"Sandboxing" in FreeBSD #1
Introduction
In the FreeBSD 10.0 to the kernel there was introduced a new technology called 'Capsicum' by Robert Watson and Jonathan Anderson which is based on a "hybrid capability and UNIX access control mode" approach. This is quite fast and reliable software used to apply additional constraints on the userland software. However, this approach based on the complex i.e non really flexible method of "sandboxing". It requires to introduce Capsicum to the code in order to use Capsicum functionality. Also the Casper is a userland daemon of the Capsicum system which provides various services to sandboxed processes. For example, 'Casper DNS' which is invoked when sandboxed application is not allowed (when process is in capability mode) to access the DNS services directly. But what, if we want to apply additional constraints to the specific program without modifying the code and specify exactly which resources can be accessed on the system, despite the fact with which user credentials the program was executed i.e root, operator. (Limiting a program globally ignoring the under which credentials it is running)
I think, I will write another article on how the Capsicum enhances the security of host system and makes easier to separate the privileges in the program where in some cases allows to avoid complicated privilege separation coding using fork(2) and setgid(2)/setuid(2). For now, this article is about alternative methods of applying additional constrains for the program which I would like to offer.
On what I am currently working on is an approach, where the sandboxing of the userland program will be performed using a provided features by the kernel via the kernel module based on the MAC Framework in FreeBSD kernel and a scheme which describes to which resources the program can have access or to which it can not have access. This includes: IPC, FS, Network, system actions, sysctls modification and other... This approach is not new. In order to "sandbox" userland programs from each other and from critical system resources that should not be accessed, Apple's iOS and OSX uses sandbox(7) (aka seatbelts).
The sandbox isolates the application according to the supplied scheme.

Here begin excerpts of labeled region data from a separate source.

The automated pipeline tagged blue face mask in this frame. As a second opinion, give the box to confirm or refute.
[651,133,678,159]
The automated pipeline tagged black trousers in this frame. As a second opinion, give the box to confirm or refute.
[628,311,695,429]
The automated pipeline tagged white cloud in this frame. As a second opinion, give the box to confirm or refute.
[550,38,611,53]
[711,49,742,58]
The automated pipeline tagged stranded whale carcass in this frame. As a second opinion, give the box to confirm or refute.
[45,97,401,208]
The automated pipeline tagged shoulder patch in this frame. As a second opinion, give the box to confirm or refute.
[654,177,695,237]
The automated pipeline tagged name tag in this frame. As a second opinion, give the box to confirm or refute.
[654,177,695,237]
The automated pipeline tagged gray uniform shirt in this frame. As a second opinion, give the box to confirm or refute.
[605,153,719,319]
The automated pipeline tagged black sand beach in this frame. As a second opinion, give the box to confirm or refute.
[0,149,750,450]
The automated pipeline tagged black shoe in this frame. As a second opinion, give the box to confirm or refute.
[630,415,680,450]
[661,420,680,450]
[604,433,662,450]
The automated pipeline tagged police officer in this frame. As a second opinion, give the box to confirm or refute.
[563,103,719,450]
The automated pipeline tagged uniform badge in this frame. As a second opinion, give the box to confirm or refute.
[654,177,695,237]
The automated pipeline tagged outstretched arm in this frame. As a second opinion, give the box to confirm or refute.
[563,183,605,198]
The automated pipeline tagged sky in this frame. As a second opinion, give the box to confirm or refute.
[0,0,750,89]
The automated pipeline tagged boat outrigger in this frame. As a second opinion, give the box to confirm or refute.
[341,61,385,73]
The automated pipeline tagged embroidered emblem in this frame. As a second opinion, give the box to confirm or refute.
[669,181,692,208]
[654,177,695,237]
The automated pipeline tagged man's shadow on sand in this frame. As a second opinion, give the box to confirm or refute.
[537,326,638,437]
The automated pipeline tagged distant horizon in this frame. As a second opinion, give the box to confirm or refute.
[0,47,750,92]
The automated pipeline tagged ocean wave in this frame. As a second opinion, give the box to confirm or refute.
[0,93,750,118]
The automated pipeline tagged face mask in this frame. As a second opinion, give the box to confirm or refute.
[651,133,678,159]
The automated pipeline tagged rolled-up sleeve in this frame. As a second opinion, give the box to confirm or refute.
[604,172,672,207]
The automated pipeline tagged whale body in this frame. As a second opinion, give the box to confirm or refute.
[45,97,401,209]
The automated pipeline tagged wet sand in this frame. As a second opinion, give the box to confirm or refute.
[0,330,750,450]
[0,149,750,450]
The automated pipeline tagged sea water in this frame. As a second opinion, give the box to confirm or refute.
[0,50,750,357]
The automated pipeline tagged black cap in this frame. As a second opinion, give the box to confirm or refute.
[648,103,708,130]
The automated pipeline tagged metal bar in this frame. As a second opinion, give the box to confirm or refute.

The scheme is structured using 'tinyscheme' language. The sandbox provides security procedures with or without filtering keys which isolates the program from specific place on FS or from OS functionality. In order isolate the required program, it should be loaded via the special utility-loader from userland, which helps to load the compiled scheme ('binary scheme') to the sandbox kernel.
This method does not require to modify the code of the sandboxed application, but does not offer such functionality like Capsicum provides. It also has two drawbacks: a performance decrease and complexity of the composing of the schemes. The performance will be affected depending how complex is the scheme was created. The other problem with composition of the schemes is obscurity as some of the programs are closed source and it is not possible to say to which resources the program normally and usually should have access (blackbox).
Implementation
After one week of brainstorming, an initial protype of the sandbox utility for FreeBSD 11 was created. The idea was to use mandatory automatic sandboxing, which also allowed to track the integrity of the programs, but the project become so complicated, that this approached was declined. In order to track integrity, it was required to keep an integrity data table securely somewhere and somehow load it before the /sbin/init runs. The second prototype is based on the former, but the way program is sandboxed was changed.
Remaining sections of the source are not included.